L’ufficio comunale che è deputato a tutto ciò è il P.E.E.P. (Piano di Edilizia Economica e Popolare), che, una volta individuate le suddette aree, le acquisisce mediante l’esproprio per pubblica utilità.
Una volta espropriati, i terreni verranno assegnati, mediante bando di concorso, ai committenti (cooperative ed imprese) che dopo aver rimborsato al Comune gli oneri di esproprio ed urbanizzazione potranno firmare la Convenzione (che prevede oltre alla costruzione del PdZ i requisiti di acquisto e i prezzi) e ritirare il Permesso a Costruire per poter edificare i lotti assegnati.
Quando il P.d.Z. sarà edificato almeno al 60% il Comune stesso realizzerà le opere di urbanizzazione.
Il committente al termine dei lavori è tenuto a redigere un documento denominato Q.T.E. (Quadro Tecnico Economico) per ogni singolo alloggio.
Tale documento stabilisce i mq convenzionali dell’immobile realizzato con il quale si calcolerà il valore definitivo dello stesso tenendo conto del prezzo MASSIMO di cessione, uguale per ogni P.d.Z., fornito dal Comune stesso al momento della stipula notarile.

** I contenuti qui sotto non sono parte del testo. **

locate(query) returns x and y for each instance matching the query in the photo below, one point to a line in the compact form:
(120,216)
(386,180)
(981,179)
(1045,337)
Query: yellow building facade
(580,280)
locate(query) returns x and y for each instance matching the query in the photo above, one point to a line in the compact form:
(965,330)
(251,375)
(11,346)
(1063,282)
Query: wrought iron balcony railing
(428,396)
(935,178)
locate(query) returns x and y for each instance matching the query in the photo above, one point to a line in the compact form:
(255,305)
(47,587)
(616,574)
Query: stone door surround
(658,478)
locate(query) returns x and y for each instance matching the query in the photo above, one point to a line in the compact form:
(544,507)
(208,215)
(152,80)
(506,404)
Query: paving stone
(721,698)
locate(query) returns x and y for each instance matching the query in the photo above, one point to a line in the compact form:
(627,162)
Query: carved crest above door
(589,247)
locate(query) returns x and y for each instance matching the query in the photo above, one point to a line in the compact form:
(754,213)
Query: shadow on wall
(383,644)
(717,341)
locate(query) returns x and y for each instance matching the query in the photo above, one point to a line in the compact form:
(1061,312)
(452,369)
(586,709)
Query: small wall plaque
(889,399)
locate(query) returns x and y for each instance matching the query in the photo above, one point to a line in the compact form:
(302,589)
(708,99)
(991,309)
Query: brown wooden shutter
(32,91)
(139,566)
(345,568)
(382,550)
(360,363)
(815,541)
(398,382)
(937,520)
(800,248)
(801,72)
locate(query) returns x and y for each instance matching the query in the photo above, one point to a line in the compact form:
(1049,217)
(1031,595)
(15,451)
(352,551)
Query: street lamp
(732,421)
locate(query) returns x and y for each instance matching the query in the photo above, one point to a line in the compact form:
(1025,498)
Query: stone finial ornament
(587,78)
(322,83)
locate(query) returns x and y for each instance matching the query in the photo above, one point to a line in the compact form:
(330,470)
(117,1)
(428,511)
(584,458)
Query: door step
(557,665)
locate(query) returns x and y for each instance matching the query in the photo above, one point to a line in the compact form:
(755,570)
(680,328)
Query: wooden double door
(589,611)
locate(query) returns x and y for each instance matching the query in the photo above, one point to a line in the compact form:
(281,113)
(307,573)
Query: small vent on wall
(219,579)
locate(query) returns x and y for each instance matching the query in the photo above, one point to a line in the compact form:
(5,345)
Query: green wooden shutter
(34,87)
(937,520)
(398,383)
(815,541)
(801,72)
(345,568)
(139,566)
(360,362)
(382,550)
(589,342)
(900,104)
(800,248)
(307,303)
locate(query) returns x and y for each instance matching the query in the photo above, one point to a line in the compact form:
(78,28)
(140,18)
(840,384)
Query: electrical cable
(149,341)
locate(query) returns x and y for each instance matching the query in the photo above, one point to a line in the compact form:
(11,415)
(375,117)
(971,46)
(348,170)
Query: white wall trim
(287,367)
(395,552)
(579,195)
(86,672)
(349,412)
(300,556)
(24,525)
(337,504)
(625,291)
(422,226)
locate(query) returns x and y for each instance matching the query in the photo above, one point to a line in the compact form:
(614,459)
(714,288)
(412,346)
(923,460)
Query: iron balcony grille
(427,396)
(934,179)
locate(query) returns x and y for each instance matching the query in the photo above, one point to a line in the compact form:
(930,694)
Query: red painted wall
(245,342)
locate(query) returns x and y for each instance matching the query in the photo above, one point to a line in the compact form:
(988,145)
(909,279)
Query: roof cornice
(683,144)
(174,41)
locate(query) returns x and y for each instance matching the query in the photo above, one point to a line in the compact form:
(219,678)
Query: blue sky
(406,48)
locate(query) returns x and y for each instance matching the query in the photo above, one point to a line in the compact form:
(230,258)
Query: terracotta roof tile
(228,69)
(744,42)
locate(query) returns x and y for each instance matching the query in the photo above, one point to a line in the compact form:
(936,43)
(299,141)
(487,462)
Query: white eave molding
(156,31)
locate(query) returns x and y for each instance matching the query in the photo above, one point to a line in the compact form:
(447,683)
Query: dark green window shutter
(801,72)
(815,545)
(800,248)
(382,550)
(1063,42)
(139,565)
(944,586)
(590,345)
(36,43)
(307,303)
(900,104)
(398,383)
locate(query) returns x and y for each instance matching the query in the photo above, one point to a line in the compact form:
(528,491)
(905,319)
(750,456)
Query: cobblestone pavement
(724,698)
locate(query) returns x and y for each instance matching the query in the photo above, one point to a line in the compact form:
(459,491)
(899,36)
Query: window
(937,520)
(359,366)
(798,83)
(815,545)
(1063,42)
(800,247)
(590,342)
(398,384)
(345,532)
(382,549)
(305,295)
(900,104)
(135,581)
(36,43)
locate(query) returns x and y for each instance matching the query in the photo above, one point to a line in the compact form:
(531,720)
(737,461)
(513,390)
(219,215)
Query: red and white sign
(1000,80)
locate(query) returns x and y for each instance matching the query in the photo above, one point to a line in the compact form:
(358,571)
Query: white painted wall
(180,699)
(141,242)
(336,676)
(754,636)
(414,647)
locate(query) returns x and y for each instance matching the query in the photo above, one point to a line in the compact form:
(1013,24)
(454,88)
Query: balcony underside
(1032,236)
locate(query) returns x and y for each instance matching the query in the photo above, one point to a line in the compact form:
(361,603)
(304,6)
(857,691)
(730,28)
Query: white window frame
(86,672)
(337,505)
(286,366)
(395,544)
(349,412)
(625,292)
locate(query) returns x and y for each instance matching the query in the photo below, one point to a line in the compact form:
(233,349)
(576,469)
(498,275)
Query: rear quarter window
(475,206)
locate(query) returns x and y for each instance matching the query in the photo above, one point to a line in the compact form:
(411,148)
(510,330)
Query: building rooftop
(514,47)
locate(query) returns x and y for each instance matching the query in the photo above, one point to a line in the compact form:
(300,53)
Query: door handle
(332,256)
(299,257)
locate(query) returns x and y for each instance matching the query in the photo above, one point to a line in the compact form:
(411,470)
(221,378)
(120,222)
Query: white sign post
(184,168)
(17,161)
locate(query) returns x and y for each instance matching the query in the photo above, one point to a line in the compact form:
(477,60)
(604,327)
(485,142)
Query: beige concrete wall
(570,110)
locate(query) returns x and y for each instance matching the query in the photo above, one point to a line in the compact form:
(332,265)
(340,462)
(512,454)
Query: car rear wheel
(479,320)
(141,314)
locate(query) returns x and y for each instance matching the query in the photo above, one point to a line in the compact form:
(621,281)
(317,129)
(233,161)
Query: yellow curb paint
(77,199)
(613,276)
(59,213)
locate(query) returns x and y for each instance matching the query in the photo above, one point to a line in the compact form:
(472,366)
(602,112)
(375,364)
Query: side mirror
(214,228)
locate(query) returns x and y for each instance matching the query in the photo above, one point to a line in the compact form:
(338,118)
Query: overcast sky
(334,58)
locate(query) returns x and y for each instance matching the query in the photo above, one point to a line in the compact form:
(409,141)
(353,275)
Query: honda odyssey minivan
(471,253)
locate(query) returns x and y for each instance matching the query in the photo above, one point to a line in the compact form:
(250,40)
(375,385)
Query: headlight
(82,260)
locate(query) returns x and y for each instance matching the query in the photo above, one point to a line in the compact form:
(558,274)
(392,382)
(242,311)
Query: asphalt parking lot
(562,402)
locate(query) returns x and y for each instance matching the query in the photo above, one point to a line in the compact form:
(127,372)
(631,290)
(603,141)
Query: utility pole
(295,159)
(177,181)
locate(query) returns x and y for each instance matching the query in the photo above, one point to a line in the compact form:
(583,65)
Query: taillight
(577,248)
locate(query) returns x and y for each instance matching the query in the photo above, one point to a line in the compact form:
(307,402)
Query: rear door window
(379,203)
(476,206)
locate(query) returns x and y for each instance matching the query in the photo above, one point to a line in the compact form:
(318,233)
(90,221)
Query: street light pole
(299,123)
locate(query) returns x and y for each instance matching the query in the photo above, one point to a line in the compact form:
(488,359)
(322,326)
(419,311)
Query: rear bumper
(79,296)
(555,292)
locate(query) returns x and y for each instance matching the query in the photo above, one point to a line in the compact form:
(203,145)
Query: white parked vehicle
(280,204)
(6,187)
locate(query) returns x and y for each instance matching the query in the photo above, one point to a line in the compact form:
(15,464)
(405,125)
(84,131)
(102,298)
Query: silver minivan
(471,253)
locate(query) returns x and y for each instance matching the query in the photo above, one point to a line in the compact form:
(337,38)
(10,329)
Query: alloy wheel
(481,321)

In edilizia convenzionata distinguiamo il diritto di superficie dal diritto di proprietà.
Il diritto di superficie prevede che il cliente acquista la proprietà dell’immobile per un periodo di 99 anni rinnovabili per ulteriori 99 ma non quella del terreno che rimane al comune. Salvo che il Comune si riserva la facoltà di vendere anticipatamente il terreno al cliente annullando il diritto di superficie.
Se il cliente dopo l’atto vorrà vendere l’immobile potrà farlo senza attenersi ai prezzi di cessione stabiliti dal comune fatto salvo i requisiti richiesti per coloro che riacquisteranno. (vedi requisiti).

Il diritto di proprietà prevede l’acquisto sia dell’immobile che quello del terreno.
Se il cliente dopo l’atto vorrà vendere l’immobile potrà farlo ma dovrà attenersi al prezzo di cessione stabilito dal comune aggiornato alla data di vendita. (valido solo per i primi 20 anni dal primo acquisto)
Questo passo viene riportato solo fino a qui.